Summer Camp Planner's default sort orders camps by a quality score we compute internally. The score is designed around a single question: would a careful, attentive parent think this camp looks great for their child? Everything below describes the ingredients we use to answer that question.
What goes into the ranking
We consider five categories of information. We don't publish the numeric weights we assign to each, but we do publish what's inside each category so you know what's influencing what you see.
- What parents are saying. Ratings, review counts, and the substance of reviews across Google, Yelp, and other public sources. We read review content for signals like returning staff, how emergencies were handled, and whether families re-enrolled year after year — not just star averages.
- Credentials and track record. Accreditation (such as the American Camp Association), state or provincial childcare licensure, years the camp has been operating, and institutional backing (schools, parks departments, YMCAs, synagogues, churches, universities, established nonprofits).
- Program clarity. How well the camp explains what it does, who it's for, and how it keeps kids safe. A camp that clearly describes its program, names its leadership, and publishes safety or staff-ratio information is typically easier for a parent to evaluate.
- Listing quality. Whether the camp's page has up-to-date contact information, pricing, and logistics. This is a small factor — we know many excellent long-running camps have old-school websites — but a listing with no phone, no price, and a broken URL is harder for a family to act on.
- Activity. How recently the listing was verified and whether sessions are currently being offered.
What doesn't affect ranking
A few things that some directories use but we deliberately don't:
- Sponsorship. Sponsored placements on the site are always clearly labeled and appear in dedicated slots outside the regular camp listings. Advertisers cannot pay to rank higher in our default sort, at any price.
- Social media follower count. A camp with a big Instagram isn't necessarily a better camp; a 30-year-old neighborhood program with no social presence often is.
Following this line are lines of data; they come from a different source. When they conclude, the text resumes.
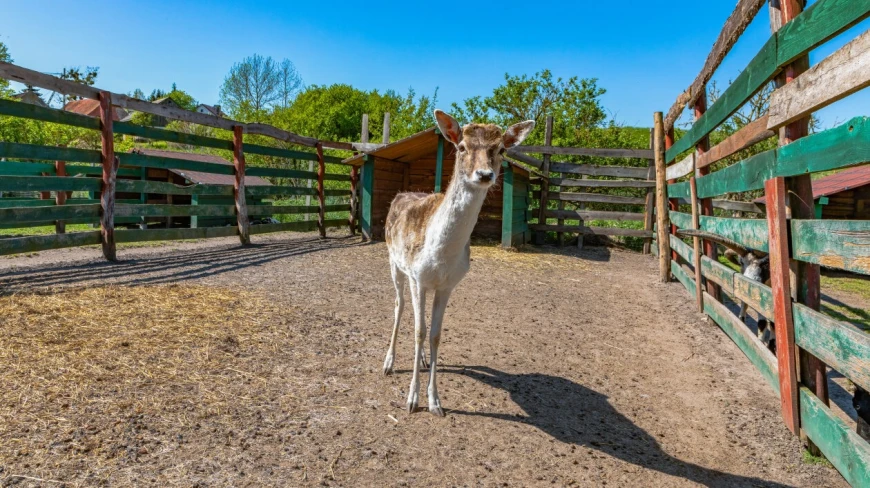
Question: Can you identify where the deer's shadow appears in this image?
[440,366,786,488]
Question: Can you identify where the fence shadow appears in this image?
[0,236,365,294]
[441,366,786,488]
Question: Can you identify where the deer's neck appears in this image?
[426,175,487,256]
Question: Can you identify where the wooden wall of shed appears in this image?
[372,158,516,240]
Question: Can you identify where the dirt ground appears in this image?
[0,234,846,488]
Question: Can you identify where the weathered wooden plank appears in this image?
[515,145,653,159]
[0,231,101,255]
[529,224,652,237]
[0,176,100,192]
[0,141,100,164]
[668,234,695,263]
[665,0,766,130]
[701,215,769,252]
[0,203,100,222]
[791,219,870,274]
[550,162,650,180]
[233,125,250,245]
[764,178,800,435]
[665,36,778,161]
[100,91,120,261]
[767,31,870,129]
[800,387,870,486]
[667,153,695,180]
[544,210,645,222]
[532,191,645,205]
[550,178,656,188]
[704,290,779,394]
[701,256,736,295]
[696,114,776,168]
- Website polish. Our ranking rewards what a camp does, not how slick its marketing is. A plain but clear site from a longstanding program is not penalized versus a slick startup.
Camps with serious credibility issues
A small number of camps are hidden from default listings entirely. This applies when a camp has an active childcare-license revocation, a credible safety incident reported to us and confirmed, or a severely broken listing (dead website and no working contact method). These camps still appear if you search for them by name — we don't erase them — but we don't surface them to parents who are browsing.
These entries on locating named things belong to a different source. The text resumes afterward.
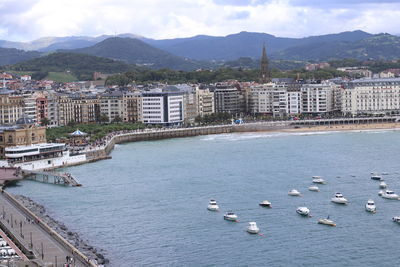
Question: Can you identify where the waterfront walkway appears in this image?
[0,191,95,267]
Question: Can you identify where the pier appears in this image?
[23,170,81,186]
[0,190,97,267]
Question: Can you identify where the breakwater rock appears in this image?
[14,195,109,265]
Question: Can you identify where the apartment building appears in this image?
[342,78,400,115]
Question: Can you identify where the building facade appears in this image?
[342,78,400,115]
[142,92,184,126]
[0,117,46,158]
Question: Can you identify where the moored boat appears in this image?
[371,173,382,181]
[331,193,348,204]
[296,207,310,216]
[365,199,376,213]
[379,181,387,189]
[288,189,301,197]
[246,222,260,234]
[258,200,272,208]
[318,216,336,226]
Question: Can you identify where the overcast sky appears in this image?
[0,0,400,41]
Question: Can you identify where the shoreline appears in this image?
[14,195,110,266]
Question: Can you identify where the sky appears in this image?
[0,0,400,41]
How the ranking is produced
We gather the inputs above through a combination of automated research, public directories (ACA, state licensing databases), and human review. The ranking is recomputed periodically; it's not a one-time snapshot.
How we verify the facts on each camp listing
A small set of facts on each camp detail page — program type, ACA accreditation, years established, operator type, and whether the camp publishes a staff-to-camper ratio — are gathered through a structured research pass, not operator self-report. Here's where each comes from:
- Program type (day / overnight / hybrid) — read from the camp's own website content and logistics pages.
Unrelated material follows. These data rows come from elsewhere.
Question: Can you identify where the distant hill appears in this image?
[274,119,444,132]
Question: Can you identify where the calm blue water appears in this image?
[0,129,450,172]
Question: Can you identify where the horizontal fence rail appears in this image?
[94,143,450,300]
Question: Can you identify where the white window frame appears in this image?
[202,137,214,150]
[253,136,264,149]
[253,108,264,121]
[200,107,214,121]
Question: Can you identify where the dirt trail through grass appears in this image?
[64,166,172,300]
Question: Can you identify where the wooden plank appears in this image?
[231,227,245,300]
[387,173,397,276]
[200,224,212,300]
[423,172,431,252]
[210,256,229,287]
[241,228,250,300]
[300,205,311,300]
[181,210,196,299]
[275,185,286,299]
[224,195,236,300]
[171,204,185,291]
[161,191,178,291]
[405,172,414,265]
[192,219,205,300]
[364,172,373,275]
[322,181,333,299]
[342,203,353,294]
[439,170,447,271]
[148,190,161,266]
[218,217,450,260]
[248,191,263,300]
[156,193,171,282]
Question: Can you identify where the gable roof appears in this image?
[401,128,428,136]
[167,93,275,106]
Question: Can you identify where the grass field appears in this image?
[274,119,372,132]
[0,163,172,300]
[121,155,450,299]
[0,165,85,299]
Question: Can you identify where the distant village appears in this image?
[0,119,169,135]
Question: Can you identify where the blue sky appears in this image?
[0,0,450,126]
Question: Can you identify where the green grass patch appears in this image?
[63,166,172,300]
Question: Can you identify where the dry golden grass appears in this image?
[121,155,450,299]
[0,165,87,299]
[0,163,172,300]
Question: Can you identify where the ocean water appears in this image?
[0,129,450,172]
- ACA accreditation — looked up directly in the American Camp Association directory at acacamps.org/find-a-camp. We record "yes" only for camps listed there as currently accredited; "not verified" means we couldn't find a match, not that the camp isn't accredited.
- Years established — from a "since YYYY" or founding-year statement on the camp's own About page, preferred over domain-registration age (which can over-state tenure).
- Operator type (nonprofit, parks department, school, faith-based, university, for-profit) — classified from the camp's About page, ownership disclosures, and a brief public-records check.
- Staff-to-camper ratio — we only record a "published" state when the camp itself publishes a specific ratio on its site. We don't infer, and we don't guess based on ACA general guidance.
We re-verify these quarterly. Safety-floor signals (ACA status, state or provincial license) refresh monthly. If a fact on a listing is wrong, the feedback form is the fastest path to fix it — every report goes to a real person.
A missing value on the Facts & Credentials panel ("Not listed") means we couldn't find a published answer — not that the camp is hiding something. Many excellent programs don't disclose every field, and we'd rather be silent than guess.
If you run a camp and think your listing is wrong
Use the feedback form to let us know. The most common reasons we see: a camp is operating under a new name, contact details have changed, or a listing references an incident or complaint that's been resolved. We correct listings promptly when we can verify the update.
Changes to this page
We'll update this page whenever the inputs above change meaningfully. The "Last updated" date at the top reflects the most recent substantive change.